Is Sports Betting Legal in Virginia?

The Commonwealth of Virginia may be left with some tough sports betting decisions in the near future. West Virginia is already moving forward and may have betting by the start of the football season in 2018. Nearby states New Jersey and Delaware are already open for operations and Maryland is pushing forward with its neighbors are fully engaged, including Pennsylvania.

Thus far, there haven’t been a whole lot of legalized sports betting talks in Virginia or in Washington D.C. We’ll loop the D.C. area in with Virginia for the sake of this article. Virginia hasn’t really placed much of a premium on gambling as a source of state revenue. There are no casinos or race tracks in operation in the state. The only form of gambling is the state lottery, which benefits education. Virginians have been leaving the state to gamble for a long time and it has never incited a change in the state’s policies or overall demeanor at the government level. The push for legalized sports betting probably won’t change it much either.

After all, most people oversell the revenue that sports betting would actually bring in. For Virginia, a state that has lost monies for years to gambling outside the state, sports betting isn’t going to get that fire burning. Even as other states move forward, the Governor and the state congress have shown no urgency and really no willingness to open up the debate.

The D.C. metro area will fall under the same umbrella, as residents have just been going to Maryland or New Jersey or somewhere else to get their fill and their fix.


Recent News Stories About Betting

An editorial from the staff of the Daily Press in southeast Virginia addressed the state’s prior lack of consideration for the expansion of gambling and why legalized sports betting won’t be a primary issue.

Maybe Washington D.C. will go a little differently than Virginia, as D.C. lawmakers are expected to open up talks about sports wagering before going on recess in July.

Also from the Washington Post, Steve Thompson talked about how Maryland and Virginia have approached the topic. It looks like 2020 at the earliest for any discussion in Maryland and maybe not at all in Virginia.

Aaron McFarling’s request may fall on deaf ears, but he wrote about why Virginia should get involved with sports betting in an editorial for the Roanoke Times.

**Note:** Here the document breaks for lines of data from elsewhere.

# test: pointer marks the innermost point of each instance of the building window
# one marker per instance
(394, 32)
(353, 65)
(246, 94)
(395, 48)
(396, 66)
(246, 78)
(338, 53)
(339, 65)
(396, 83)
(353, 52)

The fact that it’s hard to find news for “sports betting Virginia” on Google is all the proof you need to know that this isn’t happening anytime soon in the commonwealth. Neighboring states have expanded gambling in the past and Virginia’s elected officials have looked the other way. It hasn’t been a big issue and there haven’t been a whole lot of pushes to change it. Sports betting won’t be that catalyst. If Virginia ever adopts legislation, it will be a long way down the road.